I'm on the Cape (Cape Cod) and my dad and I went hiking today. The trail is the Great Island hike in Wellfleet, MA. You can do several different over-lapping loops and we did a middle-length one that took us about 2.5 hours.
Here's someone's sketch of the land. The strip of land is a combination of sandy beach between hilly forests located between Wellfleet Harbor and the Cape Cod Bay. The top of the map shows the parking lot. The first stretch of trail runs through a pitch pine forest and then into a small, marshy, tidal inlet on one side and a beach on the other, separated by a high sandy bluff. After passing along the marsh, the trail cuts into a longer bit of forest called (lo-and-behold) Great Island. It continues to a smaller island and then on to a bit of beach only exposed at low tide.
Our hike...... Just into the woods from the parking lot is a grave stone dedicated to an unknown Wampanoag woman and to the tribe itself.
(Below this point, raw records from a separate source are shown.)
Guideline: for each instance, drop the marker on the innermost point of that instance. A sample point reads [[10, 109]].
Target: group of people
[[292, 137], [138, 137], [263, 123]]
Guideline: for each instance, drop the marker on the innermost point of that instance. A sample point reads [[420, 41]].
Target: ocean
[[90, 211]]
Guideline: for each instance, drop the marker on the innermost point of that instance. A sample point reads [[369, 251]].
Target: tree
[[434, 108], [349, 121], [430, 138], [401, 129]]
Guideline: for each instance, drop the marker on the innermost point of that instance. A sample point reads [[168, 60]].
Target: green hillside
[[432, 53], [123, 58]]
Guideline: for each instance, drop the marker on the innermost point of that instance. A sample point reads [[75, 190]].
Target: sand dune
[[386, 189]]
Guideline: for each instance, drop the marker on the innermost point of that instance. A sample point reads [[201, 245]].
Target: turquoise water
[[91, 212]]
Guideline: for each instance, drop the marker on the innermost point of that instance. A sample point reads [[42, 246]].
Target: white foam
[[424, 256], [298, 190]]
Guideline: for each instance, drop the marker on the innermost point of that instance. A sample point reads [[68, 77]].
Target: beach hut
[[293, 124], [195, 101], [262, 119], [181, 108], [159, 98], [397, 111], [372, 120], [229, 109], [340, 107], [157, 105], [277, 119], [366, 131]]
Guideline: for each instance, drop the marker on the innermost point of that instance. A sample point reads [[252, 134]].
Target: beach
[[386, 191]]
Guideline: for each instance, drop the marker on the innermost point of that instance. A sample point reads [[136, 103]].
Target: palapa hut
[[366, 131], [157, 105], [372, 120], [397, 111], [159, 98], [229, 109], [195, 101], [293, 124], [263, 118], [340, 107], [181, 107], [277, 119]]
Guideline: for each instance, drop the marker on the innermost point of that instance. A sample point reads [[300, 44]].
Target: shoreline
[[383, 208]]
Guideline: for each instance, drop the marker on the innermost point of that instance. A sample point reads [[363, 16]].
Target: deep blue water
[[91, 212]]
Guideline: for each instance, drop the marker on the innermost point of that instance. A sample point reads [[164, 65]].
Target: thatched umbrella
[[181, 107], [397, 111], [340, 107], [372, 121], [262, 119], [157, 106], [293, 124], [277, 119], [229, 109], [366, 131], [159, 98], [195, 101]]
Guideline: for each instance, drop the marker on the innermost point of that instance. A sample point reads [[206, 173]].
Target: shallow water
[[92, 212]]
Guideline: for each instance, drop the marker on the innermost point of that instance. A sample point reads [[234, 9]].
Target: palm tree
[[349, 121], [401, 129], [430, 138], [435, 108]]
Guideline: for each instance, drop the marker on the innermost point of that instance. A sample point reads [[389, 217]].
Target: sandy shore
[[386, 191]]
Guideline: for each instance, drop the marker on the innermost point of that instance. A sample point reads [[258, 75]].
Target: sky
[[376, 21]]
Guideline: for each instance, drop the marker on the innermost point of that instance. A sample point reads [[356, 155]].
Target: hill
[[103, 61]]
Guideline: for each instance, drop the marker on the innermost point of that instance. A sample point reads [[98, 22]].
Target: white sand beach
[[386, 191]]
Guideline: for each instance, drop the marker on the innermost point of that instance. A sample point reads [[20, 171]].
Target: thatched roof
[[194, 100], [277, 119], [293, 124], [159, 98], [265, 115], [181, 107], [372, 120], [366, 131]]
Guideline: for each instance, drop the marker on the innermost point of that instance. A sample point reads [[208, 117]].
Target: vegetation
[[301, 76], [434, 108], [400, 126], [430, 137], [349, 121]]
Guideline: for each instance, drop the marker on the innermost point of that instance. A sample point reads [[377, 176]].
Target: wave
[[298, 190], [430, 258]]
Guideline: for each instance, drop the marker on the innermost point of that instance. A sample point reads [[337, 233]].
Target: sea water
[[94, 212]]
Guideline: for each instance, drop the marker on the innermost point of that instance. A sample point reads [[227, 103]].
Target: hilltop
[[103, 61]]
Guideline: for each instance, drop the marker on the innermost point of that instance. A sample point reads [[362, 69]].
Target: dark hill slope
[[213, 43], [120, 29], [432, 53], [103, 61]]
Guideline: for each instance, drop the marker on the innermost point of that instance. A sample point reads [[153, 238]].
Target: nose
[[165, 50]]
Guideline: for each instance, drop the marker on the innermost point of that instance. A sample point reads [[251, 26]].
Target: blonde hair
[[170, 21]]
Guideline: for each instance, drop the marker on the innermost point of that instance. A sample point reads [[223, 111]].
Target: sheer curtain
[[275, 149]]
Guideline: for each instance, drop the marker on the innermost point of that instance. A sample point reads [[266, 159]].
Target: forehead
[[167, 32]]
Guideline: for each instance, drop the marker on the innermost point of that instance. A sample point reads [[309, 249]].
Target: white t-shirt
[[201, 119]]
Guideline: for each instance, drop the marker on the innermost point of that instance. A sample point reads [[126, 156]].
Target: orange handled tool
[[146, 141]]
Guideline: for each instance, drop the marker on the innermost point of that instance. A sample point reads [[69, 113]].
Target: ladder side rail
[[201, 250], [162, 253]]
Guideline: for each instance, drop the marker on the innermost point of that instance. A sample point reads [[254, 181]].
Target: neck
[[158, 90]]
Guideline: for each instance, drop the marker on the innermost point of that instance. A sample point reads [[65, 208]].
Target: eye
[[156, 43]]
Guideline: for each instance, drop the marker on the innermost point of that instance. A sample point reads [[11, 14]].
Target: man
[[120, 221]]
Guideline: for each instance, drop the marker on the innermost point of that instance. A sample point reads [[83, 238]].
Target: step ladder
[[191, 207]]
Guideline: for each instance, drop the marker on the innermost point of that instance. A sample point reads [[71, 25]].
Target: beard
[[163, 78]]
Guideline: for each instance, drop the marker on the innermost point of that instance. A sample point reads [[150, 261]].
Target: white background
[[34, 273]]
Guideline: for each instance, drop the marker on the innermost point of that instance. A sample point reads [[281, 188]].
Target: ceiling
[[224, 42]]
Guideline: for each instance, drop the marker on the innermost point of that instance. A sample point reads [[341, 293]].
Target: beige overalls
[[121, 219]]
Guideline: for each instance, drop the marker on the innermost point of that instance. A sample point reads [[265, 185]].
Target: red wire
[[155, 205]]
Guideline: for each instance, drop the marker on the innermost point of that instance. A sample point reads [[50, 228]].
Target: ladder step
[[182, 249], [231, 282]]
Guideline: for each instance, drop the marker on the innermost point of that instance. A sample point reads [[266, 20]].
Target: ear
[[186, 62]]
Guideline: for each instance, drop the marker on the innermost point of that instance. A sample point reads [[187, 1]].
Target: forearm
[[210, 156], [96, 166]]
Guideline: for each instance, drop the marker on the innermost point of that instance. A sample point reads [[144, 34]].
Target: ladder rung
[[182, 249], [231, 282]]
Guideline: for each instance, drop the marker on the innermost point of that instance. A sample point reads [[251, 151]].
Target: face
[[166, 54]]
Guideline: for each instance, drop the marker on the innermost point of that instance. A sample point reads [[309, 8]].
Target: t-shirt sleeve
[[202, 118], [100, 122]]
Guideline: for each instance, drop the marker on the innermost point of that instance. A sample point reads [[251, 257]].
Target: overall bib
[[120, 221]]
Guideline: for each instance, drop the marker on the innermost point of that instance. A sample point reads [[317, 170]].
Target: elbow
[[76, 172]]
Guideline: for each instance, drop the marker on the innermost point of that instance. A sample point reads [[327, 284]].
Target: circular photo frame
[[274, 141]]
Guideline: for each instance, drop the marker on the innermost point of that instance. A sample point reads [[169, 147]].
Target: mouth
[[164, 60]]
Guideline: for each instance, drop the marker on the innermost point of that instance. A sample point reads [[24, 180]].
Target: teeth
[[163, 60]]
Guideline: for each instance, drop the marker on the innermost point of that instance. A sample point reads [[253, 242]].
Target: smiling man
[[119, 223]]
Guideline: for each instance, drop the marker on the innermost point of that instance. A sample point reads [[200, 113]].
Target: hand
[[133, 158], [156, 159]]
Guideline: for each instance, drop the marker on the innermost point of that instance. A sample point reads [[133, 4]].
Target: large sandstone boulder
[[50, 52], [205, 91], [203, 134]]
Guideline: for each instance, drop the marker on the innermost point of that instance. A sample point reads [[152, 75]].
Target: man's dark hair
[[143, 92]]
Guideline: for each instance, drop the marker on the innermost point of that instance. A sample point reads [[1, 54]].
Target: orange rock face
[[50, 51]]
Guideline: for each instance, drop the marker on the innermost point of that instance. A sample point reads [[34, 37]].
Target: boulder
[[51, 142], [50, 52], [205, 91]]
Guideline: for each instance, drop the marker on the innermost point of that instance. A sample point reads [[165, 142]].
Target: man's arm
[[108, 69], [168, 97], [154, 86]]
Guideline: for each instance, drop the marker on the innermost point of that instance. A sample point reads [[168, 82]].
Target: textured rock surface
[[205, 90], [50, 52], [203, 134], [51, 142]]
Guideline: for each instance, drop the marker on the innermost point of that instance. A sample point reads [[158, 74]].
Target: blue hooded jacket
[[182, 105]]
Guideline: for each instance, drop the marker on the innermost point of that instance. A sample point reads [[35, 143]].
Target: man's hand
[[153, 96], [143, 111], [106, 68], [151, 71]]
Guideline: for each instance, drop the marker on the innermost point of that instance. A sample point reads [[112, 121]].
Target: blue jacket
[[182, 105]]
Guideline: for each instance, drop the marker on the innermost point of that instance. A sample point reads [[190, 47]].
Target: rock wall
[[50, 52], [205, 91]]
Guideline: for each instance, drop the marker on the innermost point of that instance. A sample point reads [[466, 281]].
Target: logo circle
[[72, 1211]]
Visitors have taken to placing found items on the grave after hiking through the property.
Along the marsh path, we came upon an abandoned boat with this ironic sticker in it.
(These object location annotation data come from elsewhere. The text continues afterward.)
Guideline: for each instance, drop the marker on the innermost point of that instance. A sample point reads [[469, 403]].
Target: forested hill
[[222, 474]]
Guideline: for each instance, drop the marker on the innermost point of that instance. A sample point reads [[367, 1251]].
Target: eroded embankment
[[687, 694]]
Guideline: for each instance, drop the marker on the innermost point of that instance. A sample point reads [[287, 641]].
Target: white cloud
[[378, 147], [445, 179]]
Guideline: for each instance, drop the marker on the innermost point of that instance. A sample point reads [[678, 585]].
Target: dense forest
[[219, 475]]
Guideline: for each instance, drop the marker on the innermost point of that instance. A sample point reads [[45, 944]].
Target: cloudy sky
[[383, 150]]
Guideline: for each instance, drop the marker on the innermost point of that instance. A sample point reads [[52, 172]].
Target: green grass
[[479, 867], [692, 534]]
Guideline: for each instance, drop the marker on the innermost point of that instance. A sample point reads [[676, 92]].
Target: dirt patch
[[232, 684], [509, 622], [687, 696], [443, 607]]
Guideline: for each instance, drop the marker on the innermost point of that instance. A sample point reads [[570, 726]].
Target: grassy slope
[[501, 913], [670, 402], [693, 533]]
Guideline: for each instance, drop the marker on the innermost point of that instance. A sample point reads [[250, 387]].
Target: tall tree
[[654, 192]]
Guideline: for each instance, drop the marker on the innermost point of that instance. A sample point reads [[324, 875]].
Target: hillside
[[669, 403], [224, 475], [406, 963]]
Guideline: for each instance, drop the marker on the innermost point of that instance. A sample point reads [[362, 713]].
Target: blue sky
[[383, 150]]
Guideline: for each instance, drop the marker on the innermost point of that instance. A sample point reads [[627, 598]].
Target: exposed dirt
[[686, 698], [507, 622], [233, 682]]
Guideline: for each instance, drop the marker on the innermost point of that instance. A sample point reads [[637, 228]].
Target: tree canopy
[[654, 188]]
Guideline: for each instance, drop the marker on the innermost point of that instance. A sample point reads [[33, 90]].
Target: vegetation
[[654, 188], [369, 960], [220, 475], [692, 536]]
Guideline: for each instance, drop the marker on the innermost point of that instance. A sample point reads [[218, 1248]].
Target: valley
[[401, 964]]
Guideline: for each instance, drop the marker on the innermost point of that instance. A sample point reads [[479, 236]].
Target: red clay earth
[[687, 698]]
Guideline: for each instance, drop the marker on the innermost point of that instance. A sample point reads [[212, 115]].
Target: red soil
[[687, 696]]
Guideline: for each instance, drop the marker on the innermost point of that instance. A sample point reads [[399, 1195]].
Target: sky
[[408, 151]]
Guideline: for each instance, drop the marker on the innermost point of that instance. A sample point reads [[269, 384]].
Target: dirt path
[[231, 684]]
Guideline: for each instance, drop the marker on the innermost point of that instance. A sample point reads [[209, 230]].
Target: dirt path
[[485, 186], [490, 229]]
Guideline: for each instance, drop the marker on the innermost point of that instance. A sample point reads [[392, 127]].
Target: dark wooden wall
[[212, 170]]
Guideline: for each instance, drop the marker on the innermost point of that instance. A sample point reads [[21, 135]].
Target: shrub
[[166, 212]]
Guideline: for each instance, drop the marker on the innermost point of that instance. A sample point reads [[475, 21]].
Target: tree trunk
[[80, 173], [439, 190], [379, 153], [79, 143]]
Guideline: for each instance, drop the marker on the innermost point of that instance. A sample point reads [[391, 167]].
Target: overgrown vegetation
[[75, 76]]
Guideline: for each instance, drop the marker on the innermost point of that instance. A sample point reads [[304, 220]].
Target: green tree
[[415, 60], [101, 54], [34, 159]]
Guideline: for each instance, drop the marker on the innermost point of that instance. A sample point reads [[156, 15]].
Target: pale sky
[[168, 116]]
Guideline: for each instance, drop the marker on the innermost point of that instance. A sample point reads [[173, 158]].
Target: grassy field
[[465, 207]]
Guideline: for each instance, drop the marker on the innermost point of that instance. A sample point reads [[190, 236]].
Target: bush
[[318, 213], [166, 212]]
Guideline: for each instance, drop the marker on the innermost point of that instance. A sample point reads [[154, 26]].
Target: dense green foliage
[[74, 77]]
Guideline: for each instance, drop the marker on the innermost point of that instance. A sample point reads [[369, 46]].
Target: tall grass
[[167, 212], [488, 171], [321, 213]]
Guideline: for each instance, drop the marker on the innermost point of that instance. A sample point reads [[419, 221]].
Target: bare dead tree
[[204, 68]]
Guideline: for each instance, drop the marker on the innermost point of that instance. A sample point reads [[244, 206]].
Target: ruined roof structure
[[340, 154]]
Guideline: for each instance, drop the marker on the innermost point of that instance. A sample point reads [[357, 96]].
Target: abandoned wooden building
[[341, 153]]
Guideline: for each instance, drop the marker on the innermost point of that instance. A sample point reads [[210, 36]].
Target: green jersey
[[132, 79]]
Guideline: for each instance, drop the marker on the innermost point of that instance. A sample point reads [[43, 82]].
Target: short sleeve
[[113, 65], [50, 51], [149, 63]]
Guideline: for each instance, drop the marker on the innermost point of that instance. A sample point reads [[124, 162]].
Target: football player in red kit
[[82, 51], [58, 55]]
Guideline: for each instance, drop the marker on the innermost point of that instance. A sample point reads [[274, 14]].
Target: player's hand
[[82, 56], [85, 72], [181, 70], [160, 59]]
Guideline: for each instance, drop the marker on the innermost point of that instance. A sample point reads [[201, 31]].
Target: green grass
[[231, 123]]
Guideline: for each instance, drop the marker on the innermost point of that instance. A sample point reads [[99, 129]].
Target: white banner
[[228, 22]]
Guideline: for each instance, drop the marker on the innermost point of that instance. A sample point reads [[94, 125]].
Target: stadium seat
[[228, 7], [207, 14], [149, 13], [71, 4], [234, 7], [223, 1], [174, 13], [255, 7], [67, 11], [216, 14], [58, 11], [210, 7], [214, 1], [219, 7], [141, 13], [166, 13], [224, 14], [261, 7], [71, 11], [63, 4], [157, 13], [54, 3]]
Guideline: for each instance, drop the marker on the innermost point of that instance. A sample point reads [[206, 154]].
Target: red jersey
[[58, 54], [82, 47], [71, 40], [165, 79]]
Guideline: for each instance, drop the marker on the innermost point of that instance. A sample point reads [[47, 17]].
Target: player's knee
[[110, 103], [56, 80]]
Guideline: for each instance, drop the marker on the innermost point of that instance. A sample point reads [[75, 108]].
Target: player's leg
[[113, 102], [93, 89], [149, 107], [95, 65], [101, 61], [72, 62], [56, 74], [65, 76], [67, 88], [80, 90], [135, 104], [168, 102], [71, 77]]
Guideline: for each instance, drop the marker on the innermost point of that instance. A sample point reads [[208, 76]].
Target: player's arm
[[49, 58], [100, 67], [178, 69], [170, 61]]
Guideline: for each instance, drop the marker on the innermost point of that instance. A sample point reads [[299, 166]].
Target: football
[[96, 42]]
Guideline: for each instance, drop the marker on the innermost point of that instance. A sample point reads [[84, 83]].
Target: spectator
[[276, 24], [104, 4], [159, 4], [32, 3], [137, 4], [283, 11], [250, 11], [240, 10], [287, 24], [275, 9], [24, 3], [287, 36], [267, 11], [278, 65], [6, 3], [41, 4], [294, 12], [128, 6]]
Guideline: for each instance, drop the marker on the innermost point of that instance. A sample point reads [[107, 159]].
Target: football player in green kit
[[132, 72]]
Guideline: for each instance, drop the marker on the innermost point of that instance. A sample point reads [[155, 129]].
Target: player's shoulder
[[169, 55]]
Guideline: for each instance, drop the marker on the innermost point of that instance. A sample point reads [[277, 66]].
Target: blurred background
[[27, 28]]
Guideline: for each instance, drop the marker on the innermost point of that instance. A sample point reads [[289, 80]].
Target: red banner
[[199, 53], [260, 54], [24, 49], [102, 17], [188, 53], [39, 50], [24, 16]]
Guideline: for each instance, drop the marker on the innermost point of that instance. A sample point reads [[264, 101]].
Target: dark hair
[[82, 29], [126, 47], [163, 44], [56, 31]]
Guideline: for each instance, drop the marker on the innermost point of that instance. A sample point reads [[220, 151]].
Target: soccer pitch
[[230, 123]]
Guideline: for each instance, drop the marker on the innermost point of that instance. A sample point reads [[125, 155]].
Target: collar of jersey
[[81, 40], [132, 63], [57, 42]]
We hiked up and down over the wooded Great Island and breaked for a nut and water break before heading on. This was our view.
We decided to loop back at this point along the harbor side beach. I dubbed this beach the graveyard because we saw dozens of dead water birds (ducks and gulls) washed up and in various stages of decay. Also, there were patches of clam shells and oyster shells washed up as well. Here is the beach head. There's a person in the distance for scale, but you can't really see her.
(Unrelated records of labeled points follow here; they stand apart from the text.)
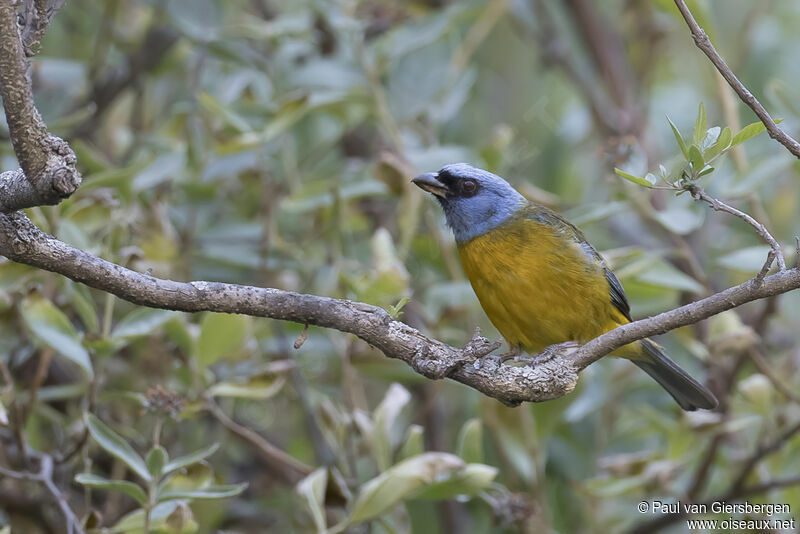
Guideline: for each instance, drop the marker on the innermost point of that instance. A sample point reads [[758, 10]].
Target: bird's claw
[[551, 351], [512, 354]]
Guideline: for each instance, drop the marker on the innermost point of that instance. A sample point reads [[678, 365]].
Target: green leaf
[[708, 169], [751, 130], [220, 334], [133, 522], [128, 488], [312, 489], [712, 134], [116, 446], [470, 441], [156, 459], [700, 125], [634, 179], [215, 107], [679, 139], [696, 158], [50, 326], [395, 309], [721, 144], [385, 491], [385, 416], [141, 322], [262, 387], [209, 492], [191, 458], [83, 304]]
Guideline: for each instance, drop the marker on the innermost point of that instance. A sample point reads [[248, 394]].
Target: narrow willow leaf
[[720, 145], [696, 157], [312, 489], [706, 170], [679, 139], [470, 441], [116, 446], [385, 416], [209, 492], [156, 460], [388, 489], [191, 458], [700, 125], [50, 326], [635, 179], [128, 488]]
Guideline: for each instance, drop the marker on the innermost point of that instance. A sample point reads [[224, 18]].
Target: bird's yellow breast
[[538, 286]]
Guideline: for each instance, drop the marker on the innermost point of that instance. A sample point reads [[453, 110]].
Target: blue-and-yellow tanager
[[538, 279]]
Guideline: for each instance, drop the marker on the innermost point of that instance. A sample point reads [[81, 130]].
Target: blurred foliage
[[271, 143]]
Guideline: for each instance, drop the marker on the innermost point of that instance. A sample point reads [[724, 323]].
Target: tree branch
[[22, 241], [704, 43], [48, 172], [38, 14], [761, 230]]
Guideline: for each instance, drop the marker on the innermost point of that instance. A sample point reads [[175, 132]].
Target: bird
[[538, 279]]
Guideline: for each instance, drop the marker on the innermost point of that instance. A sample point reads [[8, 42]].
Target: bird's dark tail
[[689, 393]]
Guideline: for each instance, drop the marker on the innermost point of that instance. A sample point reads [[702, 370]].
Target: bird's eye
[[469, 187]]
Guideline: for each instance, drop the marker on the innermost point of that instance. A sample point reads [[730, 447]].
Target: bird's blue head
[[474, 201]]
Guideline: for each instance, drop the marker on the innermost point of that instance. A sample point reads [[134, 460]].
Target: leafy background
[[271, 143]]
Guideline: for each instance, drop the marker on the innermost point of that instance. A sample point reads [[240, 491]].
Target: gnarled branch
[[22, 241], [48, 172]]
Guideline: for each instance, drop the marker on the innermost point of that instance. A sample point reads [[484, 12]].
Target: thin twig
[[45, 477], [761, 230], [704, 43], [42, 367], [22, 241]]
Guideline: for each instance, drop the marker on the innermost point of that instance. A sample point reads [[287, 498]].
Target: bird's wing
[[546, 216]]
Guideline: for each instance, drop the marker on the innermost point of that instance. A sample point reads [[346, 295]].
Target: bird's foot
[[513, 353], [551, 351]]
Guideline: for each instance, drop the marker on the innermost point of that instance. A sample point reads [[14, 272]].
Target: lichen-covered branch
[[48, 172], [761, 230], [22, 241]]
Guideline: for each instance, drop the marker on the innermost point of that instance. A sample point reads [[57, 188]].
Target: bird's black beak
[[430, 182]]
Here's one of the more palatable dead birds. I liked the way the bones were arranged. Be thankful I didn't take a shot of the freshly dead bird the gull had been poking at.
A final note. While a large pod of endangered Right Whales has been feasting on zooplankton off the end of Cape Cod for the last few weeks, we didn't see any from the beach on the bayside. My mother and I had gone to Race Point and Cove Beach which are at the very end of Cape Cod and had seen some off the ocean side from a great distance.